The total cathodic charge passed and the total anodic charge passed for the anodic switching potentials of -0.75 V vs. SCE (figure 4.5) looks similar which may suggest that the oxide produced during the anodic sweep is completely reduced during the cathodic sweep. This similarity in the cathodic and anodic charges passed was observed for every cycle, which would suggest that when cycled up to an anodic potential of -0.75 V vs. SCE, the electrochemical reactions are reversible. It was observed that after the first cycle, the anodic peak, at -0.82 V vs. SCE, significantly increases in intensity while the intensity of the cathodic peak only increases slightly (table 4.1). The anodic peak also shifts slightly shifts in potential from -0.82 V to -0.84 V vs. SCE (table 4.1).
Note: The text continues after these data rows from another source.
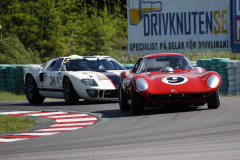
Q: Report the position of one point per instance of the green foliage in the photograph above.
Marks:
(56, 28)
(12, 51)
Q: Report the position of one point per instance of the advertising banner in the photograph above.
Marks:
(157, 26)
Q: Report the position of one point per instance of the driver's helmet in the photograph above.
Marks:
(176, 63)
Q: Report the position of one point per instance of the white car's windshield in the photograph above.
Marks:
(92, 64)
(176, 62)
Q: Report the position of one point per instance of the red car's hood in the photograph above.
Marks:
(178, 82)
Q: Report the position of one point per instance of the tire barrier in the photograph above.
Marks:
(12, 78)
(232, 77)
(238, 78)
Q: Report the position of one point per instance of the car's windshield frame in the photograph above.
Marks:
(92, 64)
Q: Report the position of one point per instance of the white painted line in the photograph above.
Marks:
(17, 112)
(73, 120)
(74, 115)
(70, 124)
(35, 134)
(46, 114)
(59, 129)
(11, 139)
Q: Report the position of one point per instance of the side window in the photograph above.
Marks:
(55, 65)
(136, 66)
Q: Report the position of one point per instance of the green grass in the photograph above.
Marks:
(15, 123)
(6, 96)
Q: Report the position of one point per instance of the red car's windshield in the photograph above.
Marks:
(175, 62)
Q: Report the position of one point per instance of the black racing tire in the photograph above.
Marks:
(214, 101)
(32, 92)
(70, 95)
(137, 102)
(123, 99)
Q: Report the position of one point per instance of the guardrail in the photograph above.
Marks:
(11, 78)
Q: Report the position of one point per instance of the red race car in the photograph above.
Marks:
(167, 79)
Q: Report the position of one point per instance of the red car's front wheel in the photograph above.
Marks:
(214, 101)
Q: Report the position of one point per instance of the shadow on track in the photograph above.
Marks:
(116, 113)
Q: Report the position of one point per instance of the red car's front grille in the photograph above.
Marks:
(172, 97)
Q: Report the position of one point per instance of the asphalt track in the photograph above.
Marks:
(174, 133)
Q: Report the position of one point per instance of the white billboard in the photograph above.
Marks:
(157, 26)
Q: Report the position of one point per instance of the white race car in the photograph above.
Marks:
(73, 78)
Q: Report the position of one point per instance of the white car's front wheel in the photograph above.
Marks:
(31, 91)
(70, 95)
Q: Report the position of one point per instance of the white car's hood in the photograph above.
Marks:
(100, 77)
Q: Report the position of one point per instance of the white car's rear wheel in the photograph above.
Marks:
(70, 95)
(123, 99)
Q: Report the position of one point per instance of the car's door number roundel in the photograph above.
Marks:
(174, 80)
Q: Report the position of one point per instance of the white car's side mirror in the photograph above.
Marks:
(63, 67)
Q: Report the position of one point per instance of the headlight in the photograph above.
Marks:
(213, 81)
(141, 84)
(100, 77)
(89, 82)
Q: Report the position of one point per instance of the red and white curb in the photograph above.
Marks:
(65, 121)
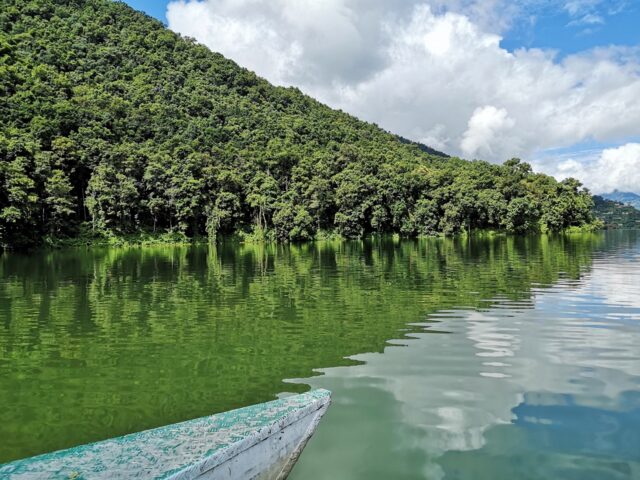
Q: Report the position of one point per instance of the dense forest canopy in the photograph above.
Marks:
(616, 215)
(109, 122)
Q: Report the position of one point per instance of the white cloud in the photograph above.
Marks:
(485, 126)
(430, 70)
(613, 168)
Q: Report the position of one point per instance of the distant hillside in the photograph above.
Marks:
(628, 198)
(111, 123)
(423, 147)
(616, 214)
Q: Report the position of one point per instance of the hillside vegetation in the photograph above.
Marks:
(626, 198)
(109, 122)
(616, 215)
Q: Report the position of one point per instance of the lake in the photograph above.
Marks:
(482, 358)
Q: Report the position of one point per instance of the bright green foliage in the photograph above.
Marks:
(108, 118)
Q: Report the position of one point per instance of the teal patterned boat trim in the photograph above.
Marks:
(181, 451)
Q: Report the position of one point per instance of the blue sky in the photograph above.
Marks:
(551, 27)
(555, 82)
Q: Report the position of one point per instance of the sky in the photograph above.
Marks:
(554, 82)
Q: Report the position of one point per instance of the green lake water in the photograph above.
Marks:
(484, 358)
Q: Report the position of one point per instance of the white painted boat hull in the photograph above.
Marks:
(258, 442)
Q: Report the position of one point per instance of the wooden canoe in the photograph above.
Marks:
(257, 442)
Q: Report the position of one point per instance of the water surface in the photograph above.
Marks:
(485, 358)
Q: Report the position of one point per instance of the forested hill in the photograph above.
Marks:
(109, 122)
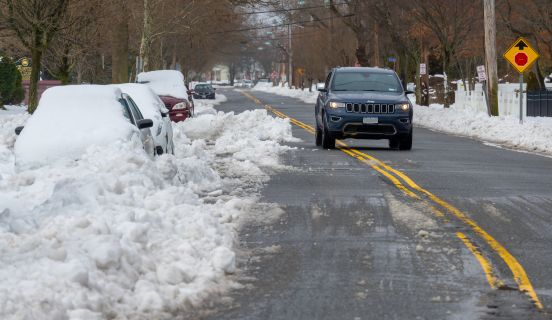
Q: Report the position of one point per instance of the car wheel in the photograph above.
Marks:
(328, 141)
(394, 143)
(318, 136)
(406, 142)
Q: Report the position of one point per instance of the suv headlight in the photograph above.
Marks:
(179, 106)
(336, 105)
(403, 106)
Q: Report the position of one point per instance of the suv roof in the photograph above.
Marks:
(364, 69)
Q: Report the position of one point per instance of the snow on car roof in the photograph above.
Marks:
(165, 83)
(68, 120)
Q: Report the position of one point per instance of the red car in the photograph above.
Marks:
(179, 109)
(169, 86)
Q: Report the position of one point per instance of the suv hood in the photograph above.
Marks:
(367, 97)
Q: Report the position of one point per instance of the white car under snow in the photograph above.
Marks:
(152, 108)
(70, 119)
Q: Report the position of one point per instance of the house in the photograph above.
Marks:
(220, 74)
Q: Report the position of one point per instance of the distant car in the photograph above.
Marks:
(70, 119)
(263, 83)
(169, 86)
(152, 107)
(363, 103)
(204, 91)
(247, 83)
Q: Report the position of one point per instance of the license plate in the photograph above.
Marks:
(370, 120)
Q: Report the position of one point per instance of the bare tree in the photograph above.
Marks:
(35, 22)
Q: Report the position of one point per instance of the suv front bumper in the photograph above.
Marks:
(344, 124)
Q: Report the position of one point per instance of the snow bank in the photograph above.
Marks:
(117, 235)
(203, 106)
(165, 83)
(534, 135)
(305, 96)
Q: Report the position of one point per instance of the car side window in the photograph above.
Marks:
(327, 84)
(126, 111)
(137, 114)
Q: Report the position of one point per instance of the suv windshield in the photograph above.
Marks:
(366, 81)
(202, 87)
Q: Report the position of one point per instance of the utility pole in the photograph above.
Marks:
(490, 54)
(290, 55)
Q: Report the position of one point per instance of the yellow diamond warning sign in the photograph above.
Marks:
(521, 55)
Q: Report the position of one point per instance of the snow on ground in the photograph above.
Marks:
(534, 135)
(304, 95)
(118, 235)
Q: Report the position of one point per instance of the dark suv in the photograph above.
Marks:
(363, 103)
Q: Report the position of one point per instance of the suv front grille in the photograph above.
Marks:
(370, 108)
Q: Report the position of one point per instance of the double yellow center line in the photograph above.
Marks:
(440, 208)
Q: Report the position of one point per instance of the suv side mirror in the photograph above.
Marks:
(144, 124)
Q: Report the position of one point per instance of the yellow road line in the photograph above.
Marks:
(485, 264)
(519, 274)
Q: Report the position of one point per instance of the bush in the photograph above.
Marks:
(8, 78)
(19, 93)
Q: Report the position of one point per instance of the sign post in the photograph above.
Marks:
(521, 56)
(424, 86)
(482, 77)
(24, 66)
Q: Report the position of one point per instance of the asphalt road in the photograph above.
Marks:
(354, 243)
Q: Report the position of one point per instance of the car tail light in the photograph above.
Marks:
(180, 106)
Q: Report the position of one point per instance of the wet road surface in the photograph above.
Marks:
(352, 245)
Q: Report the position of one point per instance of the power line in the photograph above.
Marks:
(277, 25)
(288, 10)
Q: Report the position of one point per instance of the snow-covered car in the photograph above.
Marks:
(152, 107)
(204, 91)
(70, 119)
(246, 83)
(263, 83)
(169, 86)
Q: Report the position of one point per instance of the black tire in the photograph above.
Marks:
(318, 136)
(406, 142)
(328, 141)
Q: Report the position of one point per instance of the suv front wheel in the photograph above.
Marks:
(328, 141)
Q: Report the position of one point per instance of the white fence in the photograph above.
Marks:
(508, 100)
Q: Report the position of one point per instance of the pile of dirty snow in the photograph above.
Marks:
(534, 135)
(118, 235)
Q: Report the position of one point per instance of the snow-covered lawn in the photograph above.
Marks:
(117, 235)
(535, 135)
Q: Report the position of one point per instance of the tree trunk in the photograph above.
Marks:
(490, 55)
(145, 44)
(119, 50)
(36, 55)
(361, 51)
(376, 57)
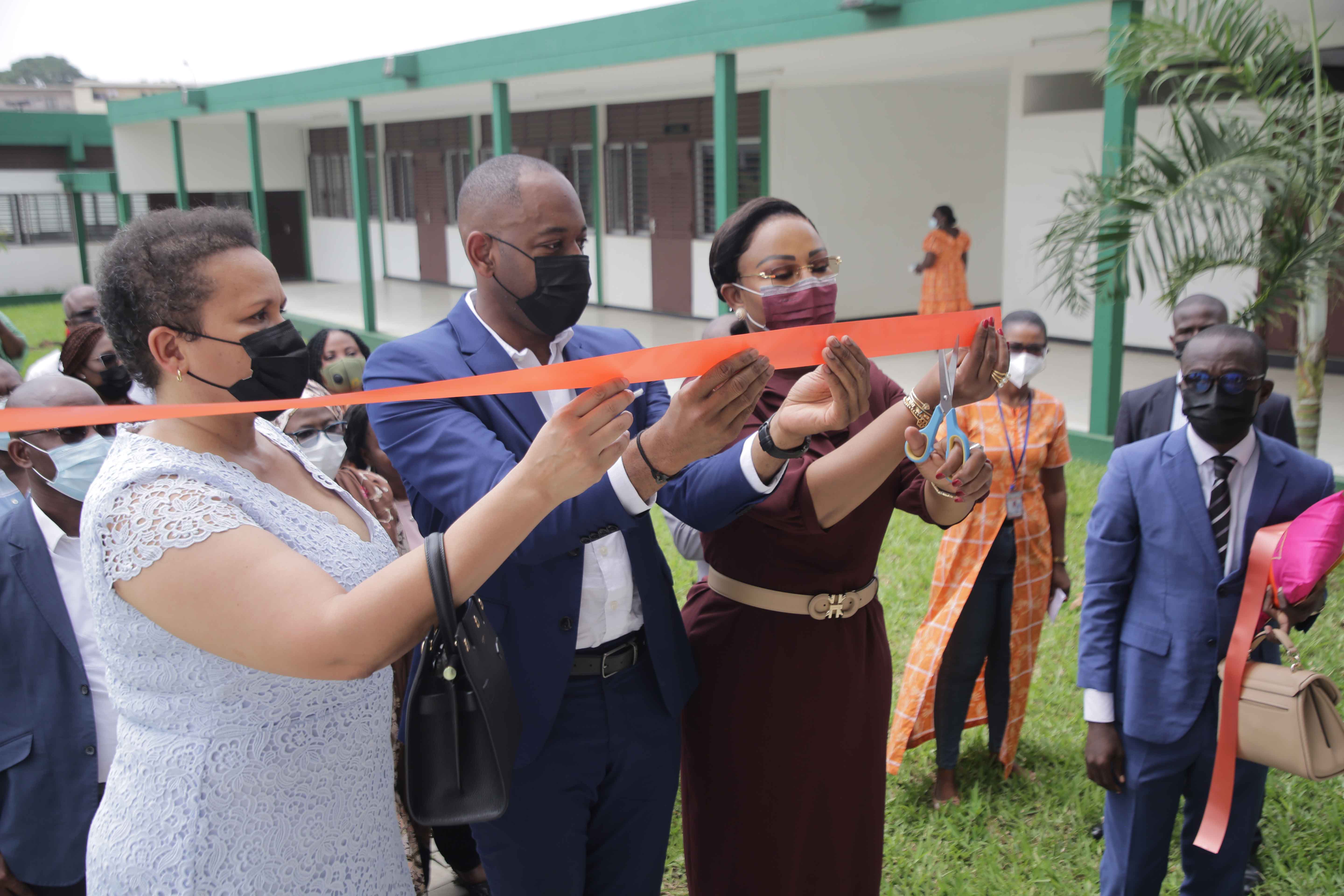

The total cathodic charge passed and the total anodic charge passed for the anodic switching potentials of -0.5 V vs. SCE (figure 4.6) looks similar in the first cycle. However, the anodic charge passed significantly increased after the first cycle while the cathodic charge passed stayed constant.

In addition a slight shoulder appeared between the two oxidation peaks, which would suggest that an additional oxidation reaction occured after the first cycle.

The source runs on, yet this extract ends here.